The very first chapter is full of rich insight and wisdom.
Batchelor has structured his book around the three fold scheme of Ground, Path, and Fruition. Those familiar with Tibetan Buddhism will recognize this arrangement.
The idea of ground reminds me of the idea of View.
What is the ground, or the view?
It is not intellectual. It is not conceptual. It is, rather, a new kind of experience. More precisely, it is a direct experience. It is an experience unmediated by concept.
What gets in the way of direct experience?
Two basic habits: aversion and clinging.
The power of grasping and the power of aversion, as unconscious intentions, insert barriers of judgment between the subject and the other. As one brings awareness to these forms of judgment, the quality of experience begins to change in subtle ways. Eventually one can inquire into the very basic habit of seeing the world in terms of subject and object, me and not me.
As the barriers of unconscious intention (grasping and aversion) are slowly thinned out, one might sometimes have moments of very direct experience. The habit of subject grasping object momentarily falls away into the background and the experience is simply of life "just as it is". There is a sense of immense unfabricated wonder, of freshness, and of freedom in such moments.
One basic function of the teacher is to introduce you to this ground or view. It must be pointed out, because it is not a concept that can be learned. It has to be realized in experience. You cannot create this realization. It is more like discovering a window into another world.
Once you have realized this kind of ground, or "tasted it" as some would say, you have a new view, or, a new potential center of gravity. There is a gradual shift from ego relating to the world, to awareness as a background upon which many experiences arise and pass away.
This new center of gravity is realized as an experience, not as an idea, a bit like the difference between the idea of sugar, and actually tasting sugar.
In my experience, there is an oscillation between old centers of gravity, based in ego, and moments of a new center of gravity, being at-one with awareness unfolding. These kinds of experiences inform each other, rather than compete or cancel each other out.
This emphasis on realization is strong in the way that Batchelor is approaching his subject. Essentially he is saying that awakening is the ground of our practice. Awakening is not the end of the story, but just the beginning. The taste of freedom that comes from the view stimulates a very deep motivation to practice, to integrate the view by walking the path.
Here the metaphor of purification is important because it has to do with no longer being dominated by distraction, generated by the unconscious intentions of grasping and clinging.
With this in mind, Batchelor approaches the Four Nobel Truths. Each truth, he says, requires and action. Each truth is a different way of perceiving reality.

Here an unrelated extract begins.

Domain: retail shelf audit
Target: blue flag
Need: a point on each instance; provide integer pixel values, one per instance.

The truth of suffering requires the action of mindfulness, a willingness to turn toward suffering in order to investigate it
The truth of the causes and conditions of suffering gives rise to the natural action of compassion, building on the understanding of those causes and conditions
The truth of the cessation of suffering requires the practice of letting go. Realizing the taste of the view we practice letting go of the habits of clinging and aversion in order to end the repetitive self destructive patterns that are so self defeating.

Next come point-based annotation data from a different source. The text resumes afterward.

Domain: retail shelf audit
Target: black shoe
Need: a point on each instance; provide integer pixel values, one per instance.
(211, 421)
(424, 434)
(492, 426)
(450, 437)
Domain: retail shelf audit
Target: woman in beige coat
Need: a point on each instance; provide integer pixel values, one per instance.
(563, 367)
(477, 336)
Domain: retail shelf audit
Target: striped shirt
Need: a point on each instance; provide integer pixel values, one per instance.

Finally, it is the formal paths of practice that help to cultivate and integrate awakening and to transform the personality from one of suffering to one of joy at life "just as it is".
I remember the Dzoghen instructions:
Bring the mind home
Release the grasping
Rest in natural great perfection
Dharma is a profound tradition for pointing to the heart of reality.
The path allows for layer upon layer of deepening realization. But realization requires an ongoing practice of releasing, relaxing, and of letting go.
There is a rhythm of letting go and realization, of opening up to direct experience, and of mindfully investigating and bringing compassion to the hardened habits of the heart.
One gradually learns how to welcome more and more of experience itself, without judgment and story dominating. One discovers a wider space for experience to arise within.
Two great masters died at the end of 2015. I mourn the passing of Chatral Rinpoche and Stephen Levine. Each in his own way was a brilliant master sharing deep realizations of compassion and direct awareness and influencing many lives.
Remembering teachers like Chatral Rinpoche and Stephen Levine inspires me not to give up to distraction and to repeatedly turn my attention back to the Dharma of direct experience. May their examples be lamps of wisdom in the darkness of degenerate times and may they inspire all beings to awaken.